- news, features, articles and disease information for the swine industry


Scientists Prepared to Scale Up Processing Straw for Feed to Commercial Levels

24 April 2017
Manitoba Pork Council

Farm-Scape is sponsored by
Manitoba Pork Council and Sask Pork

FarmScape is a Wonderworks Canada production and is distributed courtesy of Manitoba Pork Council
and Sask Pork.

CANADA - The Plant Manager with the Canadian Feed Research Centre is confident the method developed for processing straw for use as a feed supplement for gestating sows can be scaled up to commercial levels in the event feeding trials show the product is of value, reports Bruce Cochrane.

Scientists with the University of Saskatchewan, working on behalf of Swine Innovation Porc, are conducting feeding trials to assess the value of wheat straw and oat straw based feed supplements in increasing satiety among group housed gestating sows to reduce the incidence of fighting over feed while helping to avoid over conditioning.

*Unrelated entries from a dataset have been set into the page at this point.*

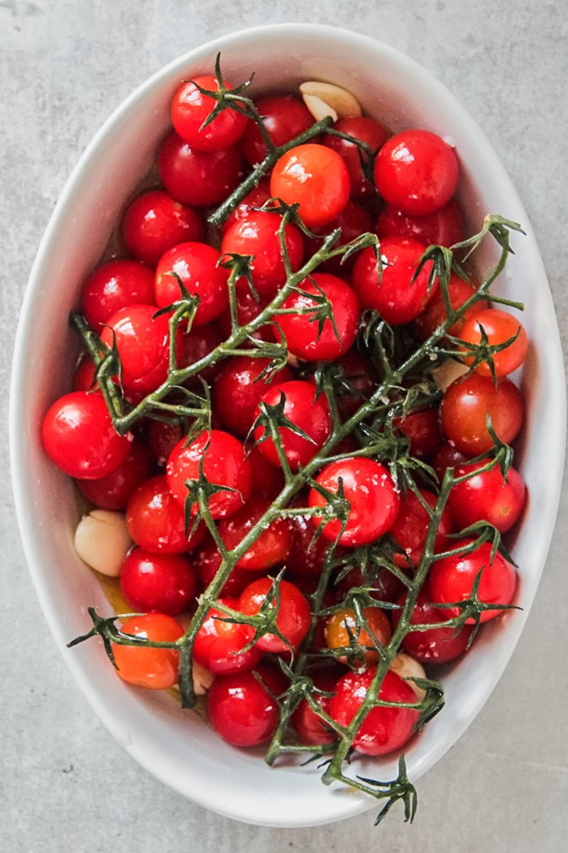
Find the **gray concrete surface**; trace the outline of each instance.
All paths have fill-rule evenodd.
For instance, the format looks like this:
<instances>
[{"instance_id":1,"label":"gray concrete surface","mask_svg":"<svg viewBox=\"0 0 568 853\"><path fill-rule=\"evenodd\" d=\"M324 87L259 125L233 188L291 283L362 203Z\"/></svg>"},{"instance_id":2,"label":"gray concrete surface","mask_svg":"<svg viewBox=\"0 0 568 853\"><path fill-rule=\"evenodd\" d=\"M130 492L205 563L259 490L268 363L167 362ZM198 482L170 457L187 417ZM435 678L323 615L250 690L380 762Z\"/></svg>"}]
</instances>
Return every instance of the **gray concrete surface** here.
<instances>
[{"instance_id":1,"label":"gray concrete surface","mask_svg":"<svg viewBox=\"0 0 568 853\"><path fill-rule=\"evenodd\" d=\"M28 270L66 177L102 120L164 63L269 21L376 36L436 73L485 128L540 241L563 337L568 151L565 0L0 0L0 205L6 412ZM41 345L41 341L38 342ZM294 849L560 853L568 836L568 492L526 630L464 737L420 783L415 824L370 815L310 831L241 826L141 770L94 717L51 642L24 562L0 445L0 850L136 853Z\"/></svg>"}]
</instances>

John Smillie, the Pant Manager at the Canadian Feed Research Centre at North Battleford, says the straw is hydraulically compressed at a temperature of about 80 degrees Celsius.

John Smillie-Canadian Feed Research Centre

We ground the straw, initial using a tub grinder at the University of Saskatchewan Rayner Dairy Unit where it was ground into about a quarter inch in length.

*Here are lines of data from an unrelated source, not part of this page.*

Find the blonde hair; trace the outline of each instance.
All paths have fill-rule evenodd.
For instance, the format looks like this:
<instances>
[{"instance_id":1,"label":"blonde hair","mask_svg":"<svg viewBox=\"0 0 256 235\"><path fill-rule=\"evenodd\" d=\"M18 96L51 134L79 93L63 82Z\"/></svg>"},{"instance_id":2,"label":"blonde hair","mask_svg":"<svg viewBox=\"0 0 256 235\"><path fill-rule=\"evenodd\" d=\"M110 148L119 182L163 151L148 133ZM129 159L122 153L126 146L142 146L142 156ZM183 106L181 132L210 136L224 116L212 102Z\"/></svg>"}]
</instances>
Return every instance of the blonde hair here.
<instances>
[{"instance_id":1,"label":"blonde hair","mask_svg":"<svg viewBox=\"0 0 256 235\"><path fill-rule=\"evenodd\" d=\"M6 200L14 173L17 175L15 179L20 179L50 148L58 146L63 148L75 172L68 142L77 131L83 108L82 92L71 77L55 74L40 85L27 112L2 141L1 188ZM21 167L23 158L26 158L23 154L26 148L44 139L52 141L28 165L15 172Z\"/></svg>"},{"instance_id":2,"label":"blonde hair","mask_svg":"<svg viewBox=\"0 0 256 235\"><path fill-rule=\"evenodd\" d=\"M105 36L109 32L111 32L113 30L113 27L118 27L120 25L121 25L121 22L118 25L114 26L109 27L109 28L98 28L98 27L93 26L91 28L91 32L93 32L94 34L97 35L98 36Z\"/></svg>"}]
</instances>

We then moved the straw out to North Battleford and, in some scenarios, we reground it to down an eighth or through an eighth inch screen on a hammer mill and we have used a compaction machine which we used to make small briquettes and very much look like hockey pucks.

At this point the scale is relatively small.

We are making about 15 kilograms per hour, really just to prove the concept.

These compaction machines go up greatly in size and there are many larger versions we believe could produce a commercially viable option for processing straw.

But we're producing in quantities at the moment for trial purposes.

Results of the feeding trials are anticipated by late fall or early winter 2017.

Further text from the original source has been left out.